- District location in Khon Kaen province
- Coordinates: 16°51′31″N 102°51′42″E﻿ / ﻿16.85861°N 102.86167°E
- Country: Thailand
- Province: Khon Kaen
- Seat: Kham Muang

Area
- • Total: 329.9 km^{2} (127.4 sq mi)

Population (2005)
- • Total: 37,169
- • Density: 122.7/km^{2} (318/sq mi)
- Time zone: UTC+7 (ICT)
- Postal code: 40280
- Geocode: 4019

= Khao Suan Kwang district =

Khao Suan Kwang (เขาสวนกวาง, /th/; เขาสวนกวาง, /tts/) is a district (amphoe) of Khon Kaen province, northeastern Thailand.

==History==
The minor district (king amphoe) Khao Suan Kwang was established in 1978 by splitting it from Nam Phong district. It was upgraded to a full district on 16 March 1985.

==Geography==
Neighboring districts are (from the south clockwise): Nam Phong and Ubolratana of Khon Kaen Province; Non Sang of Nong Bua Lamphu province; Nong Wua So, Nong Saeng, and Non Sa-at of Udon Thani province.

==Administration==
The district is divided into five subdistricts (tambons), which are further subdivided into 56 villages (mubans). Khao Suan Kwang is a township (thesaban tambon) which covers parts of tambons Khao Suan Kwang and Kham Muang. There are a further five tambon administrative organizations (TAO).
| No. | Name | Thai name | Villages | Pop. | |
| 1. | Khao Suan Kwang | เขาสวนกวาง | 11 | 8,849 | |
| 2. | Dong Mueang Aem | ดงเมืองแอม | 15 | 8,838 | |
| 3. | Na Ngio | นางิ้ว | 7 | 5,297 | |
| 4. | Non Sombun | โนนสมบูรณ์ | 10 | 5,772 | |
| 5. | Kham Muang | คำม่วง | 13 | 8,413 | |

==Khao Suan Kwang grilled chicken==
Khao Suan Kwang is one of the districts that is famous for "Kai yang' (Thai grilled chicken), like Bang Tan in Ratchaburi, Huai Thap Than in Sisaket, and Wichian Buri in the south of Phetchabun.

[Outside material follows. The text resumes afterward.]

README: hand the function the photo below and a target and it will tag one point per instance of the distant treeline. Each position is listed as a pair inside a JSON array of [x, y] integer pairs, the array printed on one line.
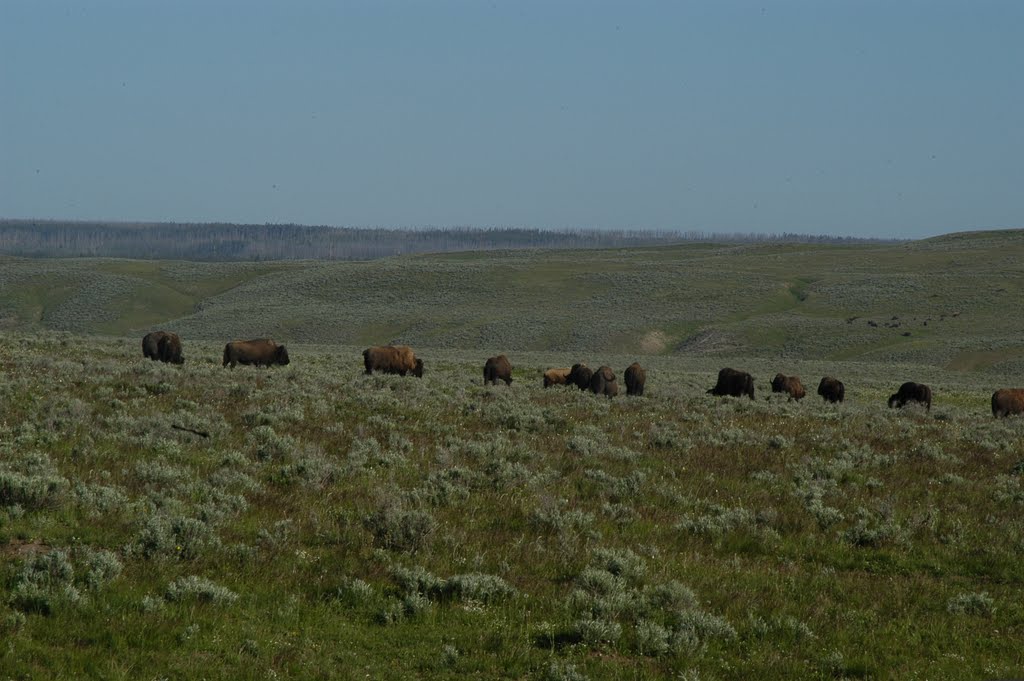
[[224, 242]]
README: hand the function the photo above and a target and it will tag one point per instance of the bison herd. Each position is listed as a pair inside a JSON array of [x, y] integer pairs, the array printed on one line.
[[400, 359]]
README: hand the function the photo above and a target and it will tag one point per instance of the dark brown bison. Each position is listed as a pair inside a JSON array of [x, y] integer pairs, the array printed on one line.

People from Khao Suan Kwang are known for their expert skills both raising and grilling chicken. Along both sides of the road leading to this district, there are many restaurants serving grilled chicken. It is a popular dish eaten with sticky rice and "som tam" (spicy green papaya salad). Currently, Khao Suan Kwang grilled chicken is sold in many places throughout the country, including Bangkok.